As such, I have a question for you: contrary to your article, I've always been taught that random primary keys are better than sequential ones. The reason for this, I was told, was to avoid "hotspots". I guess it only really applies once sharding comes into play, and perhaps also only if your primary key is your sharding key, but I think that's a pretty common setup.
I'm not really sure how to formulate a concrete question here, I guess I would like to hear your thoughts on any tradeoffs on sequential Vs random keys in sharded setups? Is there a case there random keys are valid, or have I been taught nonsense?
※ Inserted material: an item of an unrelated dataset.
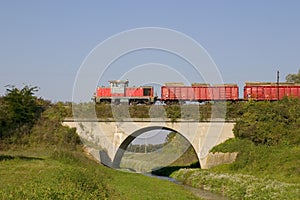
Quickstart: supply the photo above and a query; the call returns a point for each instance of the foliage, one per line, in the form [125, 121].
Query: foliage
[270, 123]
[293, 78]
[20, 109]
If you're sharding based purely on sequential ID ranges, then yes this is a problem. Its better practice to shard based on a hash of your ID, so sequential id assignments turn into non-sequential shard keys, keeping things evenly distributed.
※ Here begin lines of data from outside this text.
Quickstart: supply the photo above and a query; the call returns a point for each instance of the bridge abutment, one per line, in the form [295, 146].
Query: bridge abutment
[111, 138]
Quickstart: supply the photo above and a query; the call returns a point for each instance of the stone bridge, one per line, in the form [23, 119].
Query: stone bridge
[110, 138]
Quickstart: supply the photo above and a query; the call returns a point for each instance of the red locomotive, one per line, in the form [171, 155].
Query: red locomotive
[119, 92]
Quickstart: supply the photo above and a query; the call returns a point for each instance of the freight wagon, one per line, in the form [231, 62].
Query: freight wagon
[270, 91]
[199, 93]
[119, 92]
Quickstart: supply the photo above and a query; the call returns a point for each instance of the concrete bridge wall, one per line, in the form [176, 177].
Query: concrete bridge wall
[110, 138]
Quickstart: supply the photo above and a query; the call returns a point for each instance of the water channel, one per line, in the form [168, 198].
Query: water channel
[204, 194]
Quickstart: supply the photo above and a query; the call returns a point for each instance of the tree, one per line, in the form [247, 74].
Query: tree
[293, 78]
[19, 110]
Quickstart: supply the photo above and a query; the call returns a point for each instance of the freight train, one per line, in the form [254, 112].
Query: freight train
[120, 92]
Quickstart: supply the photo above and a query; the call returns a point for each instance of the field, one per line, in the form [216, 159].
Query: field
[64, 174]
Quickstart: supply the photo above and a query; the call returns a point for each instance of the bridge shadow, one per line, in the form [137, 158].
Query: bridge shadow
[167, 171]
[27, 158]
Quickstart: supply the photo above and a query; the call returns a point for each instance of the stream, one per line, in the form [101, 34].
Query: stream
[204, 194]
And since it's only used for speedy lookup we can even use a fast, cheap and non-secure hashing algorithm, so it's really a low-cost operation!
Thanks! This was really one of those aha-moments where I feel kinda stupid to not have thought of it myself!
yes, that's the crux of the problem. when you have a sharded database, typically you want to be able to add (and/or remove) shards easily and non-disruptively.
for example - your database is currently sharded across N nodes, and it's overloaded due to increased traffic, so you want to increase it to N+1 nodes (or N+M nodes, which can add complexity in some cases)
if adding a shard causes a significant increase in load on the database, that's usually a non-starter for a production workload, because at the time you want to do it, the database is already overloaded
you can read about this in the original Dynamo paper [0] from almost 20 years ago - consistent hashing is used to select 3 of the N nodes to host a given key. when node N+1 is added, it joins the cluster in such a way that it will "take over" hosting 1/Nth of the data, from each of the N nodes - meaning that a) the joining process places a relatively small load on each of those N nodes and b) once the node is fully joined, it reduces overall load evenly across all N nodes.
0: https://www.allthingsdistributed.com/2007/10/amazons_dynamo....
It's not as good as just a sequential ID at keeping the fragmentation and data movement down. However, it does ultimately lead to the best write performance for us because the user data ends up likely still appending to an empty page. It allows for more concurrent writes to the same table because they aren't all fighting over that end page.
UUIDv4 is madness.
That's another thing, some say to use uuid7 for sharded DBs, but this is a serious counterexample.